Le format des émissions et les thèmes traités par la télé-réalité sont désormais laissés en pâture à l’avidité malsaine des spectateurs-voyeurs.

Les Britanniques ont été plus nombreux à composer le numéro de téléphone d’une émission pour donner leur avis sur la série des 'Big Brother’ -jusqu'à 14,2 millions de voix en 2002- qu’à voter pour le parti travailliste aux dernières élections en 2005 (9,5 millions de voix pour le parti).

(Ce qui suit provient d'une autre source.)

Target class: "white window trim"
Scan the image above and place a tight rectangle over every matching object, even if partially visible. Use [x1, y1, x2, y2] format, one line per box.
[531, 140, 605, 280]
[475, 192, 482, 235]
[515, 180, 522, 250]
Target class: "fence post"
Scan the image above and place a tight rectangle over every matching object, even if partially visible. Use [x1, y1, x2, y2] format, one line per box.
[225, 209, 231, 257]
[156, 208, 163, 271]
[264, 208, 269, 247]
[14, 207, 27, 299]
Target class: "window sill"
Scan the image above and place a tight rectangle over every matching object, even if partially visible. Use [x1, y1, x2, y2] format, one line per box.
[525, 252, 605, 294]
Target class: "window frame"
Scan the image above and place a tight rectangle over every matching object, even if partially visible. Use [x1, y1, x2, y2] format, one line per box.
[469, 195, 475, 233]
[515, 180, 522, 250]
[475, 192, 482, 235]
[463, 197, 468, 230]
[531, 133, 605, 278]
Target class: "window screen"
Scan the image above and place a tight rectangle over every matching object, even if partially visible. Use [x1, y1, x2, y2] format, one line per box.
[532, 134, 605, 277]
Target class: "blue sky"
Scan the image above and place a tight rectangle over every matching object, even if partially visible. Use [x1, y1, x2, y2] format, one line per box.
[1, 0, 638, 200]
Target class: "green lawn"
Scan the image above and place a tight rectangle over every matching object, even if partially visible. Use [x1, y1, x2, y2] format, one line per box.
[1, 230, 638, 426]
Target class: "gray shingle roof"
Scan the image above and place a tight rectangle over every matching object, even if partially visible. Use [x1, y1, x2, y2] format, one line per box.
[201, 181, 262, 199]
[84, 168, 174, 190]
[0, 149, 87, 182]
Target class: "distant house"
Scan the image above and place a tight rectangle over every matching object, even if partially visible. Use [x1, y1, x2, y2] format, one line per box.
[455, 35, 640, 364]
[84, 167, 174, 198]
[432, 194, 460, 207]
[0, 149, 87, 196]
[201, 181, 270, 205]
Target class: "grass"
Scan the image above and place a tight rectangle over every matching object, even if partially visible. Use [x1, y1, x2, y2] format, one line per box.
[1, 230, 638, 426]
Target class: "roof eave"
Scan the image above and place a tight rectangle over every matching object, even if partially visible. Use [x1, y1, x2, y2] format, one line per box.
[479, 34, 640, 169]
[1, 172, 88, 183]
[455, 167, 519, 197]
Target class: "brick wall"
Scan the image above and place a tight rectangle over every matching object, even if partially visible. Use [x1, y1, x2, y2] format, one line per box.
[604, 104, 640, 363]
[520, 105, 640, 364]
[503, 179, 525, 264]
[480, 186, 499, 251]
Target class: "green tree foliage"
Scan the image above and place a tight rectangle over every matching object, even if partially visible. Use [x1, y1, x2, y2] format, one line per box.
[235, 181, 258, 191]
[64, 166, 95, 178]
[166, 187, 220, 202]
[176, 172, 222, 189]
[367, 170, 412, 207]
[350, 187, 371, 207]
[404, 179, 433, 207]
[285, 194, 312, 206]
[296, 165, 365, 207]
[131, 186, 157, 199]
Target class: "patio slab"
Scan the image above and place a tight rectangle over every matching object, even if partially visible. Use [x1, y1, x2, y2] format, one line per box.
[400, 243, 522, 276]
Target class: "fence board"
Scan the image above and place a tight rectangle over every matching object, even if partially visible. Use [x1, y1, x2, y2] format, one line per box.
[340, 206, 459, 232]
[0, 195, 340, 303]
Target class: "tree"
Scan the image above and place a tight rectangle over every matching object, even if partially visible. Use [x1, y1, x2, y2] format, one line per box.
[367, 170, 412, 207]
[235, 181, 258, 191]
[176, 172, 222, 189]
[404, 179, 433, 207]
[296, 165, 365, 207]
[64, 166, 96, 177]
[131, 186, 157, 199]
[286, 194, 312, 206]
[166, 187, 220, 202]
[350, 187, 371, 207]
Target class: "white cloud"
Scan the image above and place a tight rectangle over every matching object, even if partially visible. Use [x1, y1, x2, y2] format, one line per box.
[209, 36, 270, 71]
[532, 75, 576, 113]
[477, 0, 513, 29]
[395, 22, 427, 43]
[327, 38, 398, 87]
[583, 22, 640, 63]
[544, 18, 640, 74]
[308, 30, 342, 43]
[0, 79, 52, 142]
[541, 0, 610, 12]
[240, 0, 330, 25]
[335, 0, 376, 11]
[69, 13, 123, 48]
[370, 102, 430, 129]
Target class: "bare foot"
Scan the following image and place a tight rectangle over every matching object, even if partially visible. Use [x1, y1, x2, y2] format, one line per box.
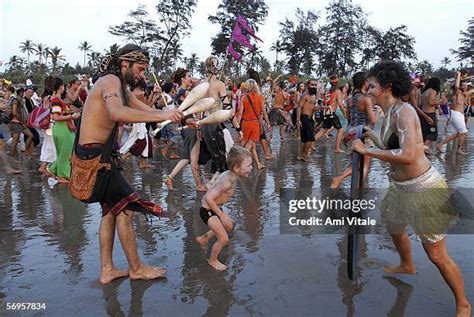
[456, 149, 466, 155]
[139, 164, 154, 169]
[311, 145, 317, 151]
[265, 155, 273, 160]
[383, 264, 416, 275]
[334, 149, 345, 154]
[130, 265, 166, 281]
[169, 154, 180, 159]
[99, 267, 129, 285]
[456, 303, 471, 317]
[436, 143, 445, 153]
[208, 259, 227, 271]
[195, 236, 208, 250]
[257, 164, 266, 170]
[330, 176, 343, 189]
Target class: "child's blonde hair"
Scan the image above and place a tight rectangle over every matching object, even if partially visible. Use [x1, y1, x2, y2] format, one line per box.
[226, 145, 251, 171]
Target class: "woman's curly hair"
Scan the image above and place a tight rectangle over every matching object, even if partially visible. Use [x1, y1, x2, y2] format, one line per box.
[367, 61, 412, 98]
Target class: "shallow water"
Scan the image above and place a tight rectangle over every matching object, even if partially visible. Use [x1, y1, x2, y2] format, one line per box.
[0, 120, 473, 316]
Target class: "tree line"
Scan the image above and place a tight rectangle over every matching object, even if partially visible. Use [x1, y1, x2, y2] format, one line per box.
[1, 0, 472, 86]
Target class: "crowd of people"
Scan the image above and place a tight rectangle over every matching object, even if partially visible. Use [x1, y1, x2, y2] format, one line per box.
[0, 44, 472, 316]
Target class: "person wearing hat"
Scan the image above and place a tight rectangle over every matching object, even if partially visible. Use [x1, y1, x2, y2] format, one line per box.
[313, 75, 346, 153]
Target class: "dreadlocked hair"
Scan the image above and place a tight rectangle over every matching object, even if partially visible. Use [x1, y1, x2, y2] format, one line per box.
[93, 44, 150, 107]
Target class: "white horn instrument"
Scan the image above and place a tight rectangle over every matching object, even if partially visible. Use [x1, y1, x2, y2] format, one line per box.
[178, 110, 234, 131]
[152, 82, 210, 136]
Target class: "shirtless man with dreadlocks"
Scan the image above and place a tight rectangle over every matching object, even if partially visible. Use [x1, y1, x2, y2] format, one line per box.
[72, 44, 183, 284]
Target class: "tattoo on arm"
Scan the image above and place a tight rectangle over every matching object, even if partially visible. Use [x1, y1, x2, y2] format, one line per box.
[103, 92, 120, 102]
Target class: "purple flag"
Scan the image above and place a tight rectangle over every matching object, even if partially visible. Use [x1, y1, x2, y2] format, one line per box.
[237, 15, 263, 42]
[232, 24, 254, 50]
[227, 43, 242, 62]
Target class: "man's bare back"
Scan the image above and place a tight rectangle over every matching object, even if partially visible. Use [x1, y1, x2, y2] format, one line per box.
[328, 89, 343, 113]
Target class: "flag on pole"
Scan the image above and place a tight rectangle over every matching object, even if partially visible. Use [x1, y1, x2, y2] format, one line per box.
[226, 15, 262, 62]
[231, 24, 254, 50]
[237, 15, 263, 42]
[227, 43, 242, 62]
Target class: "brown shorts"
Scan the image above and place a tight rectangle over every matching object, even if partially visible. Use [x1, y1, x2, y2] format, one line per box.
[9, 122, 24, 134]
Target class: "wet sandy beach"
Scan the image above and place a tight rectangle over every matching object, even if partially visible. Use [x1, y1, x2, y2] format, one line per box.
[0, 120, 473, 316]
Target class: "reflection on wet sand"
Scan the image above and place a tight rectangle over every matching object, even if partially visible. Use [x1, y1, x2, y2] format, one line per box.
[0, 127, 472, 316]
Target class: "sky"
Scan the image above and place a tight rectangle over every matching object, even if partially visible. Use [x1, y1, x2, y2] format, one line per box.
[0, 0, 472, 74]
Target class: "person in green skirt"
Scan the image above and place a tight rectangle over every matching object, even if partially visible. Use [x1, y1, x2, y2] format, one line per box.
[47, 77, 81, 183]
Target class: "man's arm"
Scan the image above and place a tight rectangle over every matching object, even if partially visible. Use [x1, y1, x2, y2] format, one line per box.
[127, 89, 156, 112]
[101, 76, 182, 123]
[455, 71, 461, 92]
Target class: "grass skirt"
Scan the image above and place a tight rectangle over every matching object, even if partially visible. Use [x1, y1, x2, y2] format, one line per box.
[380, 166, 458, 243]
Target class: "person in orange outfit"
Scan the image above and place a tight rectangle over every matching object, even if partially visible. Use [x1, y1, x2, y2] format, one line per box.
[237, 79, 269, 169]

Paradoxalement, le seul point commun entre tous les programmes de télé-réalité diffusés sur continent, c’est leur irréalisme. Que ce soit par leur stylisation, l’angle retenu ou l’improbabilité des situations de la vie quotidienne, systématiquement recréées artificiellement. Pour échapper au ‘déjà vu’, l’industrie télévisuelle opte désormais pour des castings toujours plus extrêmes, des montages toujours plus vulgaires, repoussant ainsi les limites de la décence.

Big Brother

Lancé aux Pays-Bas en 1999, ‘Big Brother’ (alias 'BB') est désormais un rendez-vous immanquable annuel -voire bi- et triannuel dans certains pays- dans les grilles des 27 pays européens. Les protagonistes sont recrutés parmi le public puis enfermés dans une maison durant plusieurs semaines, complètement coupés du monde extérieur. Et régulièrement, les téléspectateurs choisissent d’éjecter un par un les «colocataires ».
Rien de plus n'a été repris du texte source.